BS ISO 13083:2015 pdf download – Surface chemical analysis — Scanning probe microscopy — Standards on the definition and calibration of spatial resolution of electrical scanning probe microscopes (ESPMs) such as SSRM and SCM for 2D-dopant imaging and other purposes
5 General information
5.1 Background information ESPM is a branch of scanning probe microscope that can be used to image an electrical or electronic property of a sample surface using an electrically conducting probe. Since this conductive probe is scanned over the sample surface in the contact mode, its lateral resolution is strongly related to the size and shape of the probe apex. Currently, this can be as small as a few nanometres, enabling sub-10 nanometre spatial resolution to be achieved. Such a high resolution, shown in ESPM images, allows the investigation of the two-dimensional distribution of carriers in nanoscale semiconductor devices.
5.2 Target There are a number of types of ESPM categorized by the methods of electrical characterization. Among these ESPMs, this International Standard is for SCM and SSRM.
5.2.1 Scanning capacitance microscope Scanning capacitance microscopy (SCM) is a modification of scanning probe microscopy in which a conductive probe is in contact with the surface of a sample, with an applied AC bias, and scanned across it. SCM characterizes the change in electrostatic capacitance between the sample and the probe on the surface of the sample. SCM uses an ultra-sharp conducting probe made from etched silicon (often coated with Pt/Ir or Co/Cr alloy) to form a metal-insulator-semiconductor (MIS/MOS) capacitor with a semiconductor sample if a native oxide exists on the sample. When the conducting probe is in contact to the surface under an AC bias, generated capacitance variations on the surface can be detected using a GHz resonant capacitance sensor.

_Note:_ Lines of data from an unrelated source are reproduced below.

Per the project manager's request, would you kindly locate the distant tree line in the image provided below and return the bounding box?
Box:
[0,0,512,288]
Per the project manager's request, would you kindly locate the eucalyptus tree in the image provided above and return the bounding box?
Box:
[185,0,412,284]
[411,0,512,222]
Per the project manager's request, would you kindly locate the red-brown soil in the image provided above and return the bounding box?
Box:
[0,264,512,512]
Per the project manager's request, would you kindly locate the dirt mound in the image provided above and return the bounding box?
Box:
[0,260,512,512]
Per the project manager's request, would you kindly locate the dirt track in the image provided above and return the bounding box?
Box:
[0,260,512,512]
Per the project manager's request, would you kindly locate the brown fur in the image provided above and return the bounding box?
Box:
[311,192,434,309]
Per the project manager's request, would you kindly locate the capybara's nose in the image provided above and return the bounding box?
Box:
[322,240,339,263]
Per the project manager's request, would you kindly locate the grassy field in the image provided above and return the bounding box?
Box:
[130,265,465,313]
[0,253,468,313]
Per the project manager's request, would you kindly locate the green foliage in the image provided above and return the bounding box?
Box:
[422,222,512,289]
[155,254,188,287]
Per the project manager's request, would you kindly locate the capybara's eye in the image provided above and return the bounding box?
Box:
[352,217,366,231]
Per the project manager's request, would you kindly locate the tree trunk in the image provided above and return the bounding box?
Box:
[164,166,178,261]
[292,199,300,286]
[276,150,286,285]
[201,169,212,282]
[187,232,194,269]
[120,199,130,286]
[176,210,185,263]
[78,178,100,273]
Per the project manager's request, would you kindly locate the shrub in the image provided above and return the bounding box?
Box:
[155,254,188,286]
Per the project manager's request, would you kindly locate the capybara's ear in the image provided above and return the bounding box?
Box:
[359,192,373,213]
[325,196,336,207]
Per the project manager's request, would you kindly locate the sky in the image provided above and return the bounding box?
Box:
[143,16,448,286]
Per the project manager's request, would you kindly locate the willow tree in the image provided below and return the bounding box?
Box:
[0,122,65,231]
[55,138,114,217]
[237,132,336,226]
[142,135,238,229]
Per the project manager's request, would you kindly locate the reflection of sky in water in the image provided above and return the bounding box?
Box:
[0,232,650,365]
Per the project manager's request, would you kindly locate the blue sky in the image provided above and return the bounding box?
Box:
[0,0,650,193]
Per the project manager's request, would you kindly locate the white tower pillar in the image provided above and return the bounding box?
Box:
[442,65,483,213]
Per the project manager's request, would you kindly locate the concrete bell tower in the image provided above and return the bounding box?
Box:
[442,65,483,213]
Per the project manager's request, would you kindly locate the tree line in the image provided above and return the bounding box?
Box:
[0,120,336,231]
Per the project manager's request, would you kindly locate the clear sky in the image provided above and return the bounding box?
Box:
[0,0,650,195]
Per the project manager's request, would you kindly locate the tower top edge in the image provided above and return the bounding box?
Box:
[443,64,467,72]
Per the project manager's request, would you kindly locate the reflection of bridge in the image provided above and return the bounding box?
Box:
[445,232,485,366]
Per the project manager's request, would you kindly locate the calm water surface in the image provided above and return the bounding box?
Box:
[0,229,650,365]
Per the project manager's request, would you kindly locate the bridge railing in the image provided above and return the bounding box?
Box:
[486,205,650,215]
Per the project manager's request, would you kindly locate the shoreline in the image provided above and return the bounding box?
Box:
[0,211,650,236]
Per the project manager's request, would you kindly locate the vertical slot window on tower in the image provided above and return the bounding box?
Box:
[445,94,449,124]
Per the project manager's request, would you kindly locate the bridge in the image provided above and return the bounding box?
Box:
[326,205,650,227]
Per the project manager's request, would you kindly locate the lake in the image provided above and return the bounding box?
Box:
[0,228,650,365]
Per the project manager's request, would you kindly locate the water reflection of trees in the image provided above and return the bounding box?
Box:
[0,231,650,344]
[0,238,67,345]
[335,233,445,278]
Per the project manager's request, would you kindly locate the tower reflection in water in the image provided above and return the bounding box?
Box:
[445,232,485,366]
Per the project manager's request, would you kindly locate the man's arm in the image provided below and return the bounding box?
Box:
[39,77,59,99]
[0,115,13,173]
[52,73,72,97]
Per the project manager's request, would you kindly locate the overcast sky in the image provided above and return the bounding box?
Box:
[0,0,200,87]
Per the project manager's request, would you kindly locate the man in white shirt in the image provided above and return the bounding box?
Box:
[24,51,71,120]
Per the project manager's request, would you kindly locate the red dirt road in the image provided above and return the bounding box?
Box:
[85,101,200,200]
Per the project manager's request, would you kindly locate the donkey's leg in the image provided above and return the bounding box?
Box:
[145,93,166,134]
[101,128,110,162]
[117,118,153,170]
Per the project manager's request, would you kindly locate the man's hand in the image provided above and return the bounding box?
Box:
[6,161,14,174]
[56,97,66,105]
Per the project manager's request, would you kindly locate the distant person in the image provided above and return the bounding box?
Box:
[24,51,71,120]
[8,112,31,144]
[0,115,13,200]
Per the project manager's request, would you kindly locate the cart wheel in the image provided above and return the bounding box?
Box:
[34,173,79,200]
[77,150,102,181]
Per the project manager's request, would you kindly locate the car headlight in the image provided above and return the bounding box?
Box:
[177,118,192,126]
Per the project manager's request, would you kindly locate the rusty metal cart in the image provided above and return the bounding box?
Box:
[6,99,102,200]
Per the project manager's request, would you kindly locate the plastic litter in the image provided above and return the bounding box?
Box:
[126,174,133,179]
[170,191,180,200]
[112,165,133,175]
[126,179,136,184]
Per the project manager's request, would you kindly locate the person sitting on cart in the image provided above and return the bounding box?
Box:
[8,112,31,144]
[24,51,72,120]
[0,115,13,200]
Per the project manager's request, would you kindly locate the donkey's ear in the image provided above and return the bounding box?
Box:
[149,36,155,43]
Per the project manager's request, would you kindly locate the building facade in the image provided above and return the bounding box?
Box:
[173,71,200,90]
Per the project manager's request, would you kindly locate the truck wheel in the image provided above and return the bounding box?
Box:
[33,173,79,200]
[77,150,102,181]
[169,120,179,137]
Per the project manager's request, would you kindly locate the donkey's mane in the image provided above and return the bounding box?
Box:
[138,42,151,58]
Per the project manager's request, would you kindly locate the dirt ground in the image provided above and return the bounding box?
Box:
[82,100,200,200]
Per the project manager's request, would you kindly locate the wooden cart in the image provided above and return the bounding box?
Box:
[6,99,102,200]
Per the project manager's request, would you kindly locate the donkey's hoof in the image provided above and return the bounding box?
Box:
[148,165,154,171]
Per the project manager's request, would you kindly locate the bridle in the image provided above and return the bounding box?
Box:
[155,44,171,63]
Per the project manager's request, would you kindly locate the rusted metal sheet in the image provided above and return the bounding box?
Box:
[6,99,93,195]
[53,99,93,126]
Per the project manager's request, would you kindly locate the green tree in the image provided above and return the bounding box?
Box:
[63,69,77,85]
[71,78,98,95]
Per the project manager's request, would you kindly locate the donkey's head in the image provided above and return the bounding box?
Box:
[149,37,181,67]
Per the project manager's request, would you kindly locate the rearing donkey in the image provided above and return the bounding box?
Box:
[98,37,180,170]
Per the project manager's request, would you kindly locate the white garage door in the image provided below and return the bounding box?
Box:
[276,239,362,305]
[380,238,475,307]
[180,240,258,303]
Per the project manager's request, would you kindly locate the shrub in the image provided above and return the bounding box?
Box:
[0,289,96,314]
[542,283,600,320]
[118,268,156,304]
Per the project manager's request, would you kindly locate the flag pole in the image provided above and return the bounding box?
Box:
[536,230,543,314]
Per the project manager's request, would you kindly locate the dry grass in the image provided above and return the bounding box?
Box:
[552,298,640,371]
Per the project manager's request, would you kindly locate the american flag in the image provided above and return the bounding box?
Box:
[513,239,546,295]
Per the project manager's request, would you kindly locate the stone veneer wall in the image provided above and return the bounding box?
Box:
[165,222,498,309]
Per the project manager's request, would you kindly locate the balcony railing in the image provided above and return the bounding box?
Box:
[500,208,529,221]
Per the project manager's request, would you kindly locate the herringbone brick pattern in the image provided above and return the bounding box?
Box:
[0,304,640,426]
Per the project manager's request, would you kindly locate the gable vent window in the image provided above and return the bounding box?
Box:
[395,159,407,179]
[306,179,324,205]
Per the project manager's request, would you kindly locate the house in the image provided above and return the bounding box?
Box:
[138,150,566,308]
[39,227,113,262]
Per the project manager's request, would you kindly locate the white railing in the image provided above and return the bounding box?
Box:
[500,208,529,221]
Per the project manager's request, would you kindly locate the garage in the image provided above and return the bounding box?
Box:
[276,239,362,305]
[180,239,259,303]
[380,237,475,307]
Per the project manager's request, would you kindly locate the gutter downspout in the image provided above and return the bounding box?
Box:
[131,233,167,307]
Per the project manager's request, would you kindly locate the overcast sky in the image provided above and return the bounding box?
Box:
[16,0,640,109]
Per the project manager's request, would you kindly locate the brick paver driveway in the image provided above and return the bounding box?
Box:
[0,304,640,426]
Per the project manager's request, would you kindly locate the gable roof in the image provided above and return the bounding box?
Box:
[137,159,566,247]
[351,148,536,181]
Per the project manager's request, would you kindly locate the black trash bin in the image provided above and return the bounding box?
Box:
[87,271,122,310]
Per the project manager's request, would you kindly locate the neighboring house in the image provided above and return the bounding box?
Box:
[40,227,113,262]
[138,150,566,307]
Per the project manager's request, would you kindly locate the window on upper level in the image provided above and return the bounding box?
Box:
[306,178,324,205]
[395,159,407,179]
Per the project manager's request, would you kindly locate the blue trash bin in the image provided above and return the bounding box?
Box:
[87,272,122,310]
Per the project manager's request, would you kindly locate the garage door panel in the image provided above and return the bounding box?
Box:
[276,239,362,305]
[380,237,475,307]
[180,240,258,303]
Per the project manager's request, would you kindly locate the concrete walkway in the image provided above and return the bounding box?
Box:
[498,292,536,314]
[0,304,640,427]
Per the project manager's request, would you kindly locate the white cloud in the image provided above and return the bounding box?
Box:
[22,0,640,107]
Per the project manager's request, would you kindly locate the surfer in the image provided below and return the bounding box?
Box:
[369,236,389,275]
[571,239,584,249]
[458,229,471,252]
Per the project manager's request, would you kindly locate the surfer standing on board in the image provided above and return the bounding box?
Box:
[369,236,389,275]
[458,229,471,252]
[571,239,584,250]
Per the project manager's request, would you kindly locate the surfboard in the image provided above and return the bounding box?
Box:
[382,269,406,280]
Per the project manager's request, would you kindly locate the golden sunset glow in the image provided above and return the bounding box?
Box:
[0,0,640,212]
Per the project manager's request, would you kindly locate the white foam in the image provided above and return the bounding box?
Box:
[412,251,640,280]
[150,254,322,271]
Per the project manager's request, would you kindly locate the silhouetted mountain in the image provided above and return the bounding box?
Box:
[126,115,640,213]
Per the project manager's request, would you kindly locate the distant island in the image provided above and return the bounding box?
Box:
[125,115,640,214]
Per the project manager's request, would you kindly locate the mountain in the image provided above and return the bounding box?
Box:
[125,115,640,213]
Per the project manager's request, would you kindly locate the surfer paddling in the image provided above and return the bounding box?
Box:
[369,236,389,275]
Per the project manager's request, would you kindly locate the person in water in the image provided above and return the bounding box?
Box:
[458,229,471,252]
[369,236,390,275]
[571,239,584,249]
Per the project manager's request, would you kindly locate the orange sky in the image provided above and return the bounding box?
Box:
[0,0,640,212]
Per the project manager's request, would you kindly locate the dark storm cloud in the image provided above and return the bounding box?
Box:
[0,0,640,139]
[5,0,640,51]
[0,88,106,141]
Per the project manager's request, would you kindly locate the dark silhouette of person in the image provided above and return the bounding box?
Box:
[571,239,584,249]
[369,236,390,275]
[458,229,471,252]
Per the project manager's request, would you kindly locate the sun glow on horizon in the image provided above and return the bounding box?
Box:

The probe is then scanned across the semiconductor’s surface in x- and y-axes while the probe is operated under the contact mode. By applying an alternating bias to the metal-coated probe or the sample, carriers are alternately accumulated and depleted within the semiconductor’s surface layers under the probe, changing the tip-sample capacitance. The magnitude of this change in capacitance with the applied voltage gives information about the concentration of carriers (SCM amplitude data), whereas the difference in phase between the capacitance change and the applied, alternating bias carries information about the sign of the charge carriers (SCM phase data). [2]
5.2.2 Scanning spreading resistance microscope A very challenging task as the size of the semiconductor components shrinks towards sub-100 nm level is the development of new tools allowing two-dimensional (2D) carrier profiling with very high spatial resolution. One of the promising new tools is scanning spreading resistance microscopy (SSRM).
SSRM is based on atomic force microscopy (AFM) and has been developed in recent years to probe the 2D resistivity and carrier distribution in semiconductor devices. In SSRM, a very small conductive tip is contacted on the sample surface to be used to measure the local spreading resistance, which is intimately linked to the local resistivity. Scanning a cross section of the sample provides a 2D map of the local spreading resistance with a spatial resolution set by the tip radius (typically 5 nm ~ 15 nm). The main advantages of SSRM lie in its relative robustness, as it is less sensitive to surface preparation than, for instance, scanning capacitance microscopy (SCM) leading to excellent reproducibility. SSRM also benefits from an excellent dynamic range covering the entire dopant range of interest (10 14 ~ 10 20 ) cm −3 with constant sensitivity and from a high spatial resolution (set by the tip radius only) combined with very accurate junction delineation capabilities. [3]
5.3 Measurement method for lateral resolution in SCM and SSRM The spatial resolution is not only influenced by geometric factors of the conductive probe. Other factors that affect spatial resolution include surface roughness of the sample, contrast of the electrical image from difference in carrier density, pixilation, noise and sensitivity of the detector. The spatial resolution of the ESPM instrument or the image has been determined by a few methods: imaging a regular pattern and measuring the smallest feature and imaging across an electrically abrupt interface, etc. It is very difficult to fabricate electrically separated layers with two different carrier density. Also, it is crucial to connect, electrically, each plane of the repetitive pattern or the smallest feature. Therefore, the method chosen here is the sharp-edge method based on consideration of ease of use. This method of resolution definition is widely applied for depth-profiling of micro-beam spectroscopy such as secondary ion mass spectroscopy (SIMS). An electrically abrupt interface is line-scanned perpendicularly across the interface by a conductive probe and the detected profile of electrical characteristics is inspected. In the micro-beam spectroscopy, so called 16 % to 84 % width or some other criterion may be applied as the spatial resolution of SCM or SSRM as shown in Figure 1. [1][4] However, the definition of the resolution as 10 % to 90 % width is adopted as a standard method for SCM and SSRM since it has been well agreed academically.BS ISO 13083 pdf download.